Da una derashà di Rav Sacks
La parashah di Wayaqhel si apre con una riparazione per il peccato del vitello d’oro. La Torah ce lo segnala utilizzando il medesimo termine aprendo entrambi gli episodi, usando una radice che diverrà di fondamentale importanza nella spiritualità ebraica, q-h-l, riunire, da cui derivano qahal e qehillah. Ben lungi dall’essere una preoccupazione antica, la socialità rimane al centro della nostra visione del mondo. La scienza contemporanea conferma a pieno il potere della comunità e delle reti sociali nel modellare le nostre vite. Quando il popolo ebraico fabbricò il vitello d’oro, si riunì attorno ad Aharon.

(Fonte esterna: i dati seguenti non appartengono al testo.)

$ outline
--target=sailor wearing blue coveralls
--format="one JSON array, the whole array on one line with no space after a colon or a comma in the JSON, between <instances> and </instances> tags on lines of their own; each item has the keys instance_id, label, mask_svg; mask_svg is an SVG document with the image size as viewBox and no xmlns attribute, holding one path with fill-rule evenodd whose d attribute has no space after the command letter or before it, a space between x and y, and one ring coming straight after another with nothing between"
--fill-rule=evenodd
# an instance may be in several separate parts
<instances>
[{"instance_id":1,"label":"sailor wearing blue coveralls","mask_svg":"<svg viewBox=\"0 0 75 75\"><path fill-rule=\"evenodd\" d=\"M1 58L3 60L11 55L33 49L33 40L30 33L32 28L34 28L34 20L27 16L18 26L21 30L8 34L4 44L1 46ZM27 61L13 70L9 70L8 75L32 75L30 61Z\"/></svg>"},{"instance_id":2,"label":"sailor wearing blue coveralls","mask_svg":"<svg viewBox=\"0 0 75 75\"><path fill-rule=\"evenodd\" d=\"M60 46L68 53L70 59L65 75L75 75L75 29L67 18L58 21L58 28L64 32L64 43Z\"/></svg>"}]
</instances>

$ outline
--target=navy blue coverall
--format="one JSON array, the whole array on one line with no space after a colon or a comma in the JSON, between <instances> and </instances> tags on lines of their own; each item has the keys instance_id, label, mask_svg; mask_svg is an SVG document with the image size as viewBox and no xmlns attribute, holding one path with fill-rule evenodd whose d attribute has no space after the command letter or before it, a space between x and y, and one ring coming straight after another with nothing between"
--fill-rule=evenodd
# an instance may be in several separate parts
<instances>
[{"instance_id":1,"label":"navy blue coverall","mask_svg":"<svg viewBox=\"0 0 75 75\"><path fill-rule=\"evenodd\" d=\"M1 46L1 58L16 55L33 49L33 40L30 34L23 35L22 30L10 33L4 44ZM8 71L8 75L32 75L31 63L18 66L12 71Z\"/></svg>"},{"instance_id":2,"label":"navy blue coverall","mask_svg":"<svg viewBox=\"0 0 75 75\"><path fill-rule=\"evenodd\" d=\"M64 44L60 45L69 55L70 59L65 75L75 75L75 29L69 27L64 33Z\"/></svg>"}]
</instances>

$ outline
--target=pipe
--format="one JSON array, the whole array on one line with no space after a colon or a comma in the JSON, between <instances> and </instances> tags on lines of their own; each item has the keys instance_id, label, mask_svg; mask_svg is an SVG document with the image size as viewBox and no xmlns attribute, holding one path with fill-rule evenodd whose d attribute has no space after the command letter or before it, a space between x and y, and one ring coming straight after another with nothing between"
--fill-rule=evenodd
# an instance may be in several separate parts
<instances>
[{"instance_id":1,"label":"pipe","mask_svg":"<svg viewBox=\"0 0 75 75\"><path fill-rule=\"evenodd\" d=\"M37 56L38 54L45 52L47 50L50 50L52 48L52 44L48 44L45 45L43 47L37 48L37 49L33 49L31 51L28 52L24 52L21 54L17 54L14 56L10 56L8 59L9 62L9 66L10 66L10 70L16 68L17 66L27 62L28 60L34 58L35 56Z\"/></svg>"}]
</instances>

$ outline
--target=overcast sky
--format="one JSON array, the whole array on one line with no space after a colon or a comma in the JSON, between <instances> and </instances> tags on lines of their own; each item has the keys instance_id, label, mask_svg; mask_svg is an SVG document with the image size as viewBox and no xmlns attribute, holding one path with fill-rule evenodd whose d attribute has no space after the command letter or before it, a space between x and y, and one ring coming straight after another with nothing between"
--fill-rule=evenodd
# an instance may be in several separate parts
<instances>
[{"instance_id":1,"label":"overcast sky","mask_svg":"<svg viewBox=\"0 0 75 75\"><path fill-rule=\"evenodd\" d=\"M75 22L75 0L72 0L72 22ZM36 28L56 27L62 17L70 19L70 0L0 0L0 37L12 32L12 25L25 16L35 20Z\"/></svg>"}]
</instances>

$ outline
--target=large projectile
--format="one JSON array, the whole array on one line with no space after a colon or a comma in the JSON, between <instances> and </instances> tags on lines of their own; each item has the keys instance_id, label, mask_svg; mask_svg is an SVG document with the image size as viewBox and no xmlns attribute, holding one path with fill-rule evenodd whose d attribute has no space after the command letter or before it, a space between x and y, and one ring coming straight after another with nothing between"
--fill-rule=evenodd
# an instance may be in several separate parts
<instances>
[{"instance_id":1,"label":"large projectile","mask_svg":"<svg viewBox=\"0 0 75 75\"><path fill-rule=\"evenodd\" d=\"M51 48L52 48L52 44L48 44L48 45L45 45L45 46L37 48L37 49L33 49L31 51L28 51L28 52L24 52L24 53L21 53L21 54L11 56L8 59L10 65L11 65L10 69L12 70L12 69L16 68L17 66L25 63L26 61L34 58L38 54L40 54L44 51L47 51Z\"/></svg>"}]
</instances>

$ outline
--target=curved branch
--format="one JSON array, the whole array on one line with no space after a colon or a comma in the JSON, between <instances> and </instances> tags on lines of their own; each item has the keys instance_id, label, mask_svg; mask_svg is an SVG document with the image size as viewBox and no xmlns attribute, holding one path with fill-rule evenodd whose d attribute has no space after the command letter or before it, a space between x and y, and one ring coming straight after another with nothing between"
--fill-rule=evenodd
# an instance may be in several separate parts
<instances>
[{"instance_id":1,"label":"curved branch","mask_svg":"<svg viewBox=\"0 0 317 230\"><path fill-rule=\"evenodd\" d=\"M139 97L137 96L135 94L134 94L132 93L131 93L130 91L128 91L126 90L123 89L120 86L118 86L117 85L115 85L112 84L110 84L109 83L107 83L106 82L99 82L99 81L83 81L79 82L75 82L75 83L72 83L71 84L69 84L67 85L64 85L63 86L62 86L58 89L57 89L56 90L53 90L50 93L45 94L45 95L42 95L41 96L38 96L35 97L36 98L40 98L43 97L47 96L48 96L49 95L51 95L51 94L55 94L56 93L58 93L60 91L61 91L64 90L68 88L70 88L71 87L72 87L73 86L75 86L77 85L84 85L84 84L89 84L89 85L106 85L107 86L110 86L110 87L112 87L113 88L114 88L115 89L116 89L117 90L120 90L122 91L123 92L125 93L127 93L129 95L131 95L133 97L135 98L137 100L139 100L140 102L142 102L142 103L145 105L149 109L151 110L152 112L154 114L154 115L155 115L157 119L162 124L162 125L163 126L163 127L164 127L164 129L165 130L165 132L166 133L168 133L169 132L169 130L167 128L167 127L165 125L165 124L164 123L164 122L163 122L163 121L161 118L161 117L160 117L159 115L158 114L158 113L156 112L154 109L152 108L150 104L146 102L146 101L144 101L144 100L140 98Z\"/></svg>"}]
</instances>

La rieducazione del popolo ricomincia con il raduno di tutta la congregazione. Il peccato era collettivo e la ricostituzione deve passare per la comunità. Mosheh si concentra nel suo discorso su due poli di aggregazione, nello spazio e nel tempo, lo Shabbat e il Mishkan. Di Shabbat lasciamo da parte i nostri interessi personali e ci uniamo come comunità all’interno della Sinagoga, che è la nipote del mishkan. Nella tradizione ebraica l’individuo ha un significato immenso. Ogni vita è un universo. Ognuno di noi, pur essendo creato a immagine divina è diverso, unico ed insostituibile. Eppure, come ricordavamo qualche settimana fa, la prima volta che troviamo l’espressione lo tov è quando si dice che non è bene che l’uomo sia solo. Gran parte della Torah ha come tema l’organizzazione della vita sociale. Valorizza l’individuo, ma condanna l’individualismo. Le nostre tefillot più sacre possono essere recitate solamente in presenza di un minian. Quando preghiamo lo facciamo come comunità.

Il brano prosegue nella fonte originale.